In reply to your letter March 12, I went up to Yazoo City to see if I could draw any thing up there as you directed me.

"Women in Mourning, cemetery in New Orleans," Frank Leslie's Illustrated Newspaper, April 25, 1863
“Women in Mourning, cemetery in New Orleans,” Frank Leslie’s Illustrated Newspaper, April 25, 1863

I saw Mr. Mangum the sheriff of Yazoo he said I could not draw any thing yet as the law has not allowed any thing for soldiers widows. As for my husbands position I can’t get that only from Virginia Law Department so you see the sad condition I am placed in with three small children to take care of. Half of the time we have not bread to eat every body say I must be taken care of by the Confederate States they did not tell my deare husband that I should beg from door to door when he went to fight for his country; no he sacrificed every thing he had deare to him on Earth for our sake thinking that he left us in a Land of Humanity with out thought or feare give up his life in defense of his country. Kind sir if you can assist me in any thing I will [be] veary thankfull to you. I am your obedient svt., Mary A. Jones. 

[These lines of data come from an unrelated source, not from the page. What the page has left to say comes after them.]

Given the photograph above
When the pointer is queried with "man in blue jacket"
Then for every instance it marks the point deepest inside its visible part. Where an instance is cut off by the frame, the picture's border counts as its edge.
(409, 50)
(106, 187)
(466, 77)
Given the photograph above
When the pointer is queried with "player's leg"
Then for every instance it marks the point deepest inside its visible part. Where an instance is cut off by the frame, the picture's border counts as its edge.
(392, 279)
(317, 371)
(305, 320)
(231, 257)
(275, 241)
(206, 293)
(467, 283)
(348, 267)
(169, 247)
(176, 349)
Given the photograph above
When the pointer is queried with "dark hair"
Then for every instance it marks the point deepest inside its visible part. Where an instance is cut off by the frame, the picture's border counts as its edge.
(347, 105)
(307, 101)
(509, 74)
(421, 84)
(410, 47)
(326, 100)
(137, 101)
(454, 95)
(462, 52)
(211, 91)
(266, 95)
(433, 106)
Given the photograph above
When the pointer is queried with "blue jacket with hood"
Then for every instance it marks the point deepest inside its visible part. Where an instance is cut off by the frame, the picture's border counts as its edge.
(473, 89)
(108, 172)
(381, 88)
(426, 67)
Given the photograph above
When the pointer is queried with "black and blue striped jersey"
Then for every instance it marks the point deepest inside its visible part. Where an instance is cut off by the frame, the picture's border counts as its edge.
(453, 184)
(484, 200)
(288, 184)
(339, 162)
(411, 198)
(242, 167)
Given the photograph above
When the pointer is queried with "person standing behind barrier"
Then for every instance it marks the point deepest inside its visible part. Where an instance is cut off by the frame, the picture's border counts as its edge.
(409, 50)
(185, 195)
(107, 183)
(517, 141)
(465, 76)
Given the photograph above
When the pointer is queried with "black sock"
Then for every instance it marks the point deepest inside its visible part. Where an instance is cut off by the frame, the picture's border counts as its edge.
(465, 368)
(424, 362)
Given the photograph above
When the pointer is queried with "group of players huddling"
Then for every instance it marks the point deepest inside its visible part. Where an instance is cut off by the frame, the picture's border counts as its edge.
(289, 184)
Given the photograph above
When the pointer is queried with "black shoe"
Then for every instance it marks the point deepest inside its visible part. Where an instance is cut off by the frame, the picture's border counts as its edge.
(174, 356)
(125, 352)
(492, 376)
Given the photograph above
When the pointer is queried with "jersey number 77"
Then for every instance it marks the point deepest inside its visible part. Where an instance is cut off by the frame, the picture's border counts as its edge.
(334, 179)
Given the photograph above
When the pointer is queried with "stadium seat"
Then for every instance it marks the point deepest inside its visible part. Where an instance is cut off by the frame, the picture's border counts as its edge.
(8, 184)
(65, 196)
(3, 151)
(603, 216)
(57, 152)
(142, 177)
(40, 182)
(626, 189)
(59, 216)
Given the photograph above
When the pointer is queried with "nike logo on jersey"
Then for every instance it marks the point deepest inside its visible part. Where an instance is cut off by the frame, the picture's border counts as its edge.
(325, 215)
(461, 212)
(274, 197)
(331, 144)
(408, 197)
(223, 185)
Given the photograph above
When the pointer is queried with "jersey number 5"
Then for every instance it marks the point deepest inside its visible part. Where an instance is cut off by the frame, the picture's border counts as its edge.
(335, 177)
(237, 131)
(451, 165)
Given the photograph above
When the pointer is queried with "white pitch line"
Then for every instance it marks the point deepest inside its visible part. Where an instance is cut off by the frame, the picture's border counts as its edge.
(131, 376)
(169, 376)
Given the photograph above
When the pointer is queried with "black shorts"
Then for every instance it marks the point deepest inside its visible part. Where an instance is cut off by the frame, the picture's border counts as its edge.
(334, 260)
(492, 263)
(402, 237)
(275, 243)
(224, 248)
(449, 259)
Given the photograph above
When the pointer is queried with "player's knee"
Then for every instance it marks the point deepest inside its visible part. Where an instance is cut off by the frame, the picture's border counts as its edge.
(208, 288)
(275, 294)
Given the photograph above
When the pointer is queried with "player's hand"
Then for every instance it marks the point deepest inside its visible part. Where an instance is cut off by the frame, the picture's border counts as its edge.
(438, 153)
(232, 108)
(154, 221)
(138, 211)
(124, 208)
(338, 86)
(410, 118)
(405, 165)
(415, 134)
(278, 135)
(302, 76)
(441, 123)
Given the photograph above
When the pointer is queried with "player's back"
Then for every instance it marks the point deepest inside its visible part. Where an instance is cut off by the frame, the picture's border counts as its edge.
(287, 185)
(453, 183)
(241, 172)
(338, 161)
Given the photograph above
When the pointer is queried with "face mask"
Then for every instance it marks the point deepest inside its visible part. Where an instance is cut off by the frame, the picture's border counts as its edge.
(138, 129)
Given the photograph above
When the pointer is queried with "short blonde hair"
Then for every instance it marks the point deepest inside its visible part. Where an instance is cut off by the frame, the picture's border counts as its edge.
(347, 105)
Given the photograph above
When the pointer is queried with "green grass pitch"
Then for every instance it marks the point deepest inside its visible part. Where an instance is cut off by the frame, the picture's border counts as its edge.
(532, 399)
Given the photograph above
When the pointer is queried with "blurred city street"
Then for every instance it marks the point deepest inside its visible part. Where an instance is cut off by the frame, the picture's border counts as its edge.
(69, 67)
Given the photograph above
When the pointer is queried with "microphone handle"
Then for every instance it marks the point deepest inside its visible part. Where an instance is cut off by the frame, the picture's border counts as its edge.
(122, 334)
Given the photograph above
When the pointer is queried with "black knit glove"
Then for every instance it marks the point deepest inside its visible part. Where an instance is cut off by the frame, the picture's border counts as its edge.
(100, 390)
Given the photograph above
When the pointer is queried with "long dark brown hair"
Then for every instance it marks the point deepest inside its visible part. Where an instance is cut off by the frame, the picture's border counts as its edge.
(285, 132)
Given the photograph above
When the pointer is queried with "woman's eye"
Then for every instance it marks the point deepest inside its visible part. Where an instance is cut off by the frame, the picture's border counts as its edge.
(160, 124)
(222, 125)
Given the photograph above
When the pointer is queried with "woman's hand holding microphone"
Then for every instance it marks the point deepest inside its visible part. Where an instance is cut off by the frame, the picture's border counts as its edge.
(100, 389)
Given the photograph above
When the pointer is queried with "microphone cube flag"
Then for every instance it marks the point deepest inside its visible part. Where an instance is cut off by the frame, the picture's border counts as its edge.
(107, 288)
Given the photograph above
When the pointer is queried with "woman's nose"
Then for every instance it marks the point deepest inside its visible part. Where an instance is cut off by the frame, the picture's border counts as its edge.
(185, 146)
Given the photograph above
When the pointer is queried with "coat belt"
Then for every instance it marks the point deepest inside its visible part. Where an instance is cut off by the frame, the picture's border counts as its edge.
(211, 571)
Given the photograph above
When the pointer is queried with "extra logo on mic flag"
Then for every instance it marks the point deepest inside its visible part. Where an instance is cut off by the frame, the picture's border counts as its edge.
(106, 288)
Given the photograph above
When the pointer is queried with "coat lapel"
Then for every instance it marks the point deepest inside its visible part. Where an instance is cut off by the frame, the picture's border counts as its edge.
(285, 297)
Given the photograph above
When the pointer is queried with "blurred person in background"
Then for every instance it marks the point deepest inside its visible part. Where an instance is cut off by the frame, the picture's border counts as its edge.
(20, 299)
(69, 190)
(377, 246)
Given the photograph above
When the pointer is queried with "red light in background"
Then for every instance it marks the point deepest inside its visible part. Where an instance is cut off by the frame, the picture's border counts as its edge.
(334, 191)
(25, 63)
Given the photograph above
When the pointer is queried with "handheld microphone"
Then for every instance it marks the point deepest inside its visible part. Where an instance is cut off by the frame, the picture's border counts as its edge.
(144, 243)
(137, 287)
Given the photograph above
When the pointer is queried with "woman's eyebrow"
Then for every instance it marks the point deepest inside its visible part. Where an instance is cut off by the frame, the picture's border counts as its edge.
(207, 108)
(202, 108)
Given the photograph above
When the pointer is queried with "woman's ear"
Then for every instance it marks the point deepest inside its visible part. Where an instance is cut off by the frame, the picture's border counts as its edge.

This is a moving letter, and I wish I knew more about Mary Jones; the problem is that her name is so common that it makes tracking her down very difficult. If I find out any additional information about her, I will be sure to add it to this post. These are just a couple of the thousands of letters in the John J. Pettus correspondence at the Mississippi Department of Archives and History. I sure there are many great stories waiting to be discovered and told in those letters, and I know that some of them will make their way into this blog.